The end of humankind, according to Marx and Teilhard, will be revealed both as a protraction and a reversal of the whole pattern of historical development. The former emphasis on continuity accords with that biblical tradition which stresses the eschatological judgment and transfiguration of historical persons, rather than the creation ex nihilo of demigods fit for paradise. It is a safe assumption that both Marx and Teilhard would therefore criticize any last-minute reversal of the universal laws which have paved the way toward the realization of humanity. Yet each in his ‘own way tolerates such a reversal. In Marxism the law of dialectical conflict atrophies in an unintroduced period of static harmony; and in Teilhard, cooperation in grace turns to absolute reliance upon God’s power to sustain and perfect that which has been germinating in the noosphere.

In both cases, whether by the gradual withering of the law or by the resurrection of the body, the reversals claim to have set free the highest quality of personal life. Only Teilhard’s claim is justified, however, because he has, first of all, recognized man’s need for an absolute and, second, understood why man cannot be an absolute for himself. It is in the nature of an absolute, says Teilhard, to perfect in man that which he is unable to accomplish for himself.

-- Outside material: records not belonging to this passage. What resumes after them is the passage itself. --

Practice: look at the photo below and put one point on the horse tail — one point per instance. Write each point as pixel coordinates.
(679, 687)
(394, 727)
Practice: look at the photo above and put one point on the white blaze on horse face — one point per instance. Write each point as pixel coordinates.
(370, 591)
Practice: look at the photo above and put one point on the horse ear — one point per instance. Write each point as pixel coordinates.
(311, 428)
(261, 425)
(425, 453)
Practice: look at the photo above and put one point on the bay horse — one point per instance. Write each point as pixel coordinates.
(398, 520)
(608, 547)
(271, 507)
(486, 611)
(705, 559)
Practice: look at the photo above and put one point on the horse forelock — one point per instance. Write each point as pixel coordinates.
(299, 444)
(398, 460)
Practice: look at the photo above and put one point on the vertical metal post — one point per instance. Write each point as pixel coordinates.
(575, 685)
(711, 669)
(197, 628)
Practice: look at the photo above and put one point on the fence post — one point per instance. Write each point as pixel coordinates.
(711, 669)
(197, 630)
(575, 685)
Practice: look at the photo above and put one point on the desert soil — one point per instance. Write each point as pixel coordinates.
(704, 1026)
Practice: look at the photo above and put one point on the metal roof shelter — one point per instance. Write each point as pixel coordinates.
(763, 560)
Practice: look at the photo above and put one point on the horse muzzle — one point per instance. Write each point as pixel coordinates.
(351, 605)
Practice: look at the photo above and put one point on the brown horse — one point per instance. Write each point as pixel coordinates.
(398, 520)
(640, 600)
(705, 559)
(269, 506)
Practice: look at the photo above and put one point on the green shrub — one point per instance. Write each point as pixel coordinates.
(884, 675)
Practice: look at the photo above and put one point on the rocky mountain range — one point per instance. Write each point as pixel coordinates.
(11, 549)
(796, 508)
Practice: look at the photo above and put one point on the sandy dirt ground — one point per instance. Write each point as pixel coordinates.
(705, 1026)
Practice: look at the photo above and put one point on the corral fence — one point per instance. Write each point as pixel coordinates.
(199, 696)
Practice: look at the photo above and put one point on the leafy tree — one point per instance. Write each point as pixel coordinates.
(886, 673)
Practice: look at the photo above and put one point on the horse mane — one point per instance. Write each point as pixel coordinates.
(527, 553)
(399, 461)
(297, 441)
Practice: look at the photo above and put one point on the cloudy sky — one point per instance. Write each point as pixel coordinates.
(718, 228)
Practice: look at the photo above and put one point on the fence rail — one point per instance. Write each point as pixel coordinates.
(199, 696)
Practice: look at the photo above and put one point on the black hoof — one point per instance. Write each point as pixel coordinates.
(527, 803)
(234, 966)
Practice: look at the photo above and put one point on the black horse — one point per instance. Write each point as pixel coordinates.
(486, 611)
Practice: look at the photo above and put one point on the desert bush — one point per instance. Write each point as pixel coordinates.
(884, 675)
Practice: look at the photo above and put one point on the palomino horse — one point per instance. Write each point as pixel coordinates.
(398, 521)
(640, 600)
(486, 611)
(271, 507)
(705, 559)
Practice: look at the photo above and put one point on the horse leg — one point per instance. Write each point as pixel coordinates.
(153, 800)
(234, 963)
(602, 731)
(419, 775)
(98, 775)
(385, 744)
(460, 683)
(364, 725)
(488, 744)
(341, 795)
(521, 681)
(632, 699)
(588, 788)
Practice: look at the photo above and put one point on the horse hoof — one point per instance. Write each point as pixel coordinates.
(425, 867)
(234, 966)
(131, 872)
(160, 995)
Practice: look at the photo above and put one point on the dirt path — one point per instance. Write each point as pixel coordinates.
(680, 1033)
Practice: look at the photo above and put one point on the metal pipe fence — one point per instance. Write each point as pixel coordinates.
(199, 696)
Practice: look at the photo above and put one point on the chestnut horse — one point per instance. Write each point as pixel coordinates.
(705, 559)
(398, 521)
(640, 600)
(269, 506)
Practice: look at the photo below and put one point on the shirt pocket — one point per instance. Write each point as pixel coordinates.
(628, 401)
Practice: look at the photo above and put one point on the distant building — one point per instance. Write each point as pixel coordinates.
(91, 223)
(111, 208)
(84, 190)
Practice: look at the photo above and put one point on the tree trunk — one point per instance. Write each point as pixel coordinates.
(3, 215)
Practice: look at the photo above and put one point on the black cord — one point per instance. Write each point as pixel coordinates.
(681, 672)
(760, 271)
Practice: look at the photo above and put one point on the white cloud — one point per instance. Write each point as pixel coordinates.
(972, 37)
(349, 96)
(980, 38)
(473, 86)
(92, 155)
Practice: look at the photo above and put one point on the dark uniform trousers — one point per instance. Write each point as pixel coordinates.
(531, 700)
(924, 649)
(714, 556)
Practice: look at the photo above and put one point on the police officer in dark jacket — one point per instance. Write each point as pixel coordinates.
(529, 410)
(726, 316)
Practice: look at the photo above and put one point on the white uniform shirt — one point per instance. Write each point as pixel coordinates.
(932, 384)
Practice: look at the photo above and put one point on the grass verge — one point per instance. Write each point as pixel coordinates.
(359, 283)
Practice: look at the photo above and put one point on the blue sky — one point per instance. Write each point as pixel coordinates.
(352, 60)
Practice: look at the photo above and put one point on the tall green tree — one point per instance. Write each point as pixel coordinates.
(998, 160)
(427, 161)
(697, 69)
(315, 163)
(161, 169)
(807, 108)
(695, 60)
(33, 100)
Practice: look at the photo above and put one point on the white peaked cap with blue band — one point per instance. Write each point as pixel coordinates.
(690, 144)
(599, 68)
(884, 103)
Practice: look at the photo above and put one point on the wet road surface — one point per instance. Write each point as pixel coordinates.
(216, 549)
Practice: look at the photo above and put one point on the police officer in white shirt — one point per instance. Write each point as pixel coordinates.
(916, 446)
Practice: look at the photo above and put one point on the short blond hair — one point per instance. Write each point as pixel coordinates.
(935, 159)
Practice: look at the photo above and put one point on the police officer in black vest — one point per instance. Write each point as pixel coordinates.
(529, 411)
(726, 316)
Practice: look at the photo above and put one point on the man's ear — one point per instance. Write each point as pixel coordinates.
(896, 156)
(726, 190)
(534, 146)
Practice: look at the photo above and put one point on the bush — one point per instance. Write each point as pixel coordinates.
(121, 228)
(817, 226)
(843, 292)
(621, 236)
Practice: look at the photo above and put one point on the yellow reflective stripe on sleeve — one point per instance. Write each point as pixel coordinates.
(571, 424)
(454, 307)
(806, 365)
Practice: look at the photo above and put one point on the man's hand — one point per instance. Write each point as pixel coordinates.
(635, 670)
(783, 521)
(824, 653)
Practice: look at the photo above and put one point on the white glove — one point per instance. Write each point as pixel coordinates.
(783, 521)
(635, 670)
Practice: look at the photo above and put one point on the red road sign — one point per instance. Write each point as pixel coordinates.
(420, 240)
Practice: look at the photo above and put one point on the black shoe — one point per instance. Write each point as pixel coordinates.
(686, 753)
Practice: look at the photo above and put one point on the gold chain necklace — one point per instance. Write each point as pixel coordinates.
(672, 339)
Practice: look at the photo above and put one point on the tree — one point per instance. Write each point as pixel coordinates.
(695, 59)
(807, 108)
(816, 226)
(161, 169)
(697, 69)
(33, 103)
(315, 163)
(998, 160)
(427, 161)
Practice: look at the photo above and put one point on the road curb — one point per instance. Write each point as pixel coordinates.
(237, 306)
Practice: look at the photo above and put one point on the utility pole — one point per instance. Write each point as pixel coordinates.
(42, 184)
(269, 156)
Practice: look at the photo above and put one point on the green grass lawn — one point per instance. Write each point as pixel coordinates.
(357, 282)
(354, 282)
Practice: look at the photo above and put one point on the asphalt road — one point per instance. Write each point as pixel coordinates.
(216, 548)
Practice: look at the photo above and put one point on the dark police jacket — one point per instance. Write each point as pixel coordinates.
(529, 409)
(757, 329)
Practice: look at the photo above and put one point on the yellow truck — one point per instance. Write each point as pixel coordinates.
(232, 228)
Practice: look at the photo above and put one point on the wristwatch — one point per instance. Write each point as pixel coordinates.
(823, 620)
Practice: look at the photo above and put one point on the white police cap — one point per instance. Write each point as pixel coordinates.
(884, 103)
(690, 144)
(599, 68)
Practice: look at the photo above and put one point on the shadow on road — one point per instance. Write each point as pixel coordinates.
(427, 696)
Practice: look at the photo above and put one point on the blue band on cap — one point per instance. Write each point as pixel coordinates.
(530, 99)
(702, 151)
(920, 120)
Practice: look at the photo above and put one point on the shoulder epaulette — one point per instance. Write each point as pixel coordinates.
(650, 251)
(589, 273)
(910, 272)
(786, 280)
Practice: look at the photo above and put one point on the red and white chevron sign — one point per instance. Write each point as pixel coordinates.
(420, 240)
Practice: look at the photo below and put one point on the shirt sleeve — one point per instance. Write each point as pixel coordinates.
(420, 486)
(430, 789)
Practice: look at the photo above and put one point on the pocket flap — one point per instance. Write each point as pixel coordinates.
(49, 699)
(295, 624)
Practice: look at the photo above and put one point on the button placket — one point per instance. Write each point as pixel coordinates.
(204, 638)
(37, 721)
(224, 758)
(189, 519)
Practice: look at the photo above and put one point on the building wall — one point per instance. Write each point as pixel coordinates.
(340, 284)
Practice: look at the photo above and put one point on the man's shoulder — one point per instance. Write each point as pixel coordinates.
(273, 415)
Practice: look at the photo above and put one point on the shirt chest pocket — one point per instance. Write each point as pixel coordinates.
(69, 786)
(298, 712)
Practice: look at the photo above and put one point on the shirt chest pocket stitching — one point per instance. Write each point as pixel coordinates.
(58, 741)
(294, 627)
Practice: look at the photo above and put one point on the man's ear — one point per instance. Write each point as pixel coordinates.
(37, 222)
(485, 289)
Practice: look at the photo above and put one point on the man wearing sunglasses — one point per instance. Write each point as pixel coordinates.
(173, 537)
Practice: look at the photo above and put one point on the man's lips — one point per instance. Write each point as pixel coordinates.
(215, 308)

Equipped with a belief in God as humanity’s absolute future, Teilhard need not maintain a nervous silence with respect to the bogey of all finite, historical, and therefore false absolutes: death. An open future leaves personal death and natural entropy untouched and fails to protect humanity from the tedium as well as the possible terror of history. In a future which closes upon God, death is the last historical act of the individual and the noosphere. As such it will take its place alongside the rest of historical experience and await its transfiguration in One who has put all things, including death, under his feet.

When we question the validity of all utopias, and especially the Marxist "kingdom of freedom," we do so not in order to celebrate original sin or to revel in the "human condition." For, as Teilhard’s work proves, just as integral to the Christian human condition is the believer’s hope in an absolute future. By criticizing a premature absolute, such as communism, the Christian intends not to dampen human aspiration, but rather to avoid the petrifaction which hinders further development of love, justice and personal expression. A Christian witness to God, then, is vital to every utopia, for it must shatter the complacent self-deception of those who would erect upon some preconceived human possibility an absolute system of values.